Thus the Jewish stage grew under his eyes with the doors closed to him, because some one had stepped on his corn. He became "Maybe"—"maybe" in the next play.

"Don't refuse Samuels," the manager would whisper to the playwright when the contract was drawn at the big table. "Don't refuse him; it brings bad luck."

Samuels would certainly have his eye on the proceedings, and come up to shake hands and bid good luck.

"And will I have a part?"

"I hope so, Samuels."

"Esther, I have a part in Ash's new play."

Esther had heard that same phrase twenty years thrice a day. Like all actors Samuels had but a poor vocabulary of his own. Relying on other men to supply them the tools of expression, actors are poor word finders.

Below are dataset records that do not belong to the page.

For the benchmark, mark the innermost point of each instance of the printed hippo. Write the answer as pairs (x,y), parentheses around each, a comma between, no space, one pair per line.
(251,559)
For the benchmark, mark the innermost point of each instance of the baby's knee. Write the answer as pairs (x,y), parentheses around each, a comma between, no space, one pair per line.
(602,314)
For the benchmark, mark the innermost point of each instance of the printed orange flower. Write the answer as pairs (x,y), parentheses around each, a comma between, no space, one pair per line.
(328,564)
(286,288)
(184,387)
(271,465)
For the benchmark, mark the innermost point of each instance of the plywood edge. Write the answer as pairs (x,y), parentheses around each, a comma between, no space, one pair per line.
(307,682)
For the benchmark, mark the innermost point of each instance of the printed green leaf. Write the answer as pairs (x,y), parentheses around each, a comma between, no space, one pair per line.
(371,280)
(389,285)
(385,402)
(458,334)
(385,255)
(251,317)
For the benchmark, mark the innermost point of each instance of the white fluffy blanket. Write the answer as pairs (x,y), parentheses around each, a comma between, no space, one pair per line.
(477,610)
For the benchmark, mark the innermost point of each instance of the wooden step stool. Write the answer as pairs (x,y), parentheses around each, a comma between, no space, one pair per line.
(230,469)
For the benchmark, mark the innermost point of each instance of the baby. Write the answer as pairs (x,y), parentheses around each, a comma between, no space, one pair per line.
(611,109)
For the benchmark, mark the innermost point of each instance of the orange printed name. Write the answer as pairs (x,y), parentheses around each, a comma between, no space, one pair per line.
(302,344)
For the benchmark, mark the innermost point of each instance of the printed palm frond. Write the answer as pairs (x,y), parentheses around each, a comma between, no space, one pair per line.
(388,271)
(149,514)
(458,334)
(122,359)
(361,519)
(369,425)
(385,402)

Then, the night of the first performance, Samuels would warm up near some one, and as the "rôle" appeared he would sadly say, "My rôle, look what he is making with my rôle."

Twenty years of daily hopes and daily disappointments. A whole world grew up before him. He knew nothing of it at all. Stark's Café was New York, America. The whole world was comprised between his home and this place. His hair turned gray, the corners of his mouth drooped, his eyes dimmed, his shoulders stooped. His wife grew old, his daughter bloomed into youth and withered from overwork. There came the Boer War, several earthquakes, the Balkan War, and now this Great War. All this left Samuels cold and indifferent. All those years he was waiting at Stark's Café for an engagement.

"Maybe to-day."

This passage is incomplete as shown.